Nitrates are widely used to treat angina and provide quick relief for chest pain. Commonly available in the form of sublingual sprays or tablets, patches, and long-acting tablets, nitrates work by dilating blood vessels, allowing for increased blood flow and reduced resistance. This dilation eases the heart's workload, leading to a decreased demand for oxygen and prompt alleviation of angina symptoms. Sublingual nitrates act rapidly and are often used to provide immediate relief during angina attacks, while patches and long-acting tablets are employed for preventive purposes. However, nitrates may cause side effects such as headaches, dizziness, and flushing, which usually subside over time.

calcium channel blockers

Calcium channel blockers, including amlodipine, felodipine, cardizem (diltiazem), and verapamil, are commonly prescribed for the treatment of angina. These medications work by inhibiting the influx of calcium into the muscle cells of the heart and blood vessels, leading to their relaxation. As a result, blood vessels widen, promoting improved blood flow and reduced blood pressure. In the context of angina, this relaxation decreases the heart's workload, lowering the demand for oxygen and alleviating chest pain. Calcium channel blockers offer a valuable treatment option for individuals with angina, but it is essential to be aware of potential side effects, which may include headaches, dizziness, flushing, and ankle swelling.

Beta blockers

Beta blockers, such as metoprolol, propranolol, atenolol, carvedilol, and bisoprolol, play a crucial role in treating angina. By blocking certain receptors in the heart, they effectively reduce heart rate and the force of contraction, thereby easing the heart's workload. This mechanism of action leads to a decreased demand for oxygen, making beta blockers highly effective in relieving chest pain associated with angina. As with any medication, it's important to consider potential side effects, including tiredness, worsened asthma, erectile dysfunction in some males, and more vivid dreams during sleep. Consult your healthcare provider to determine the suitability of beta blockers for managing your angina and overall heart health.

Anti-platelet Medications

Anti-platelet medications play a crucial role in preventing blood clot formation, reducing the risk of serious cardiovascular events such as heart attacks and strokes. Among the widely used anti-platelet drugs are aspirin, clopidogrel, and ticagrelor.

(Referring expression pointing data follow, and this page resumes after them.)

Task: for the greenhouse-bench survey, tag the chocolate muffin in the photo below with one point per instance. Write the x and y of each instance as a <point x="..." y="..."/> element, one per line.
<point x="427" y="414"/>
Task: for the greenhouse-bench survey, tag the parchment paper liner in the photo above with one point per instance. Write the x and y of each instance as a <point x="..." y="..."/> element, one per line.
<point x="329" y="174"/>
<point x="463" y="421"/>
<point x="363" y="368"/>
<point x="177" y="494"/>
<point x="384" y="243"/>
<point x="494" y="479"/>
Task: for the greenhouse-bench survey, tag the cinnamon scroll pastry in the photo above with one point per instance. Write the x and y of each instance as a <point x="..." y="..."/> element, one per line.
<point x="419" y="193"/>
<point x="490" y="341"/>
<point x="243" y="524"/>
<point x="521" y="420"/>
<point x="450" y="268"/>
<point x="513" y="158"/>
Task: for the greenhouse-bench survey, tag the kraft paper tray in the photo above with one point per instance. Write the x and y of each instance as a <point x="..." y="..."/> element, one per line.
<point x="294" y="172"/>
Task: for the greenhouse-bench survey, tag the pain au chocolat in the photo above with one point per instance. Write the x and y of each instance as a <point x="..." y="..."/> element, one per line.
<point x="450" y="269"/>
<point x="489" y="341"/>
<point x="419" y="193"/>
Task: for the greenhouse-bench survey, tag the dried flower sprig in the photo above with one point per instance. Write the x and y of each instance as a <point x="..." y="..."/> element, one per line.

Aspirin: This well-known medication inhibits platelet activation, making it less likely for platelets to stick together and form clots. Aspirin is commonly used for primary and secondary prevention of heart attacks and strokes.

Clopidogrel: As a potent anti-platelet agent, clopidogrel works by blocking specific receptors on platelets, preventing them from aggregating. It is often prescribed to patients with acute coronary syndrome, those undergoing stent procedures, and for some cases of peripheral arterial disease.

Ticagrelor: Ticagrelor is another effective anti-platelet drug that works by inhibiting platelet activation. It is used in acute coronary syndrome, often given alongside aspirin to reduce the risk of heart-related events.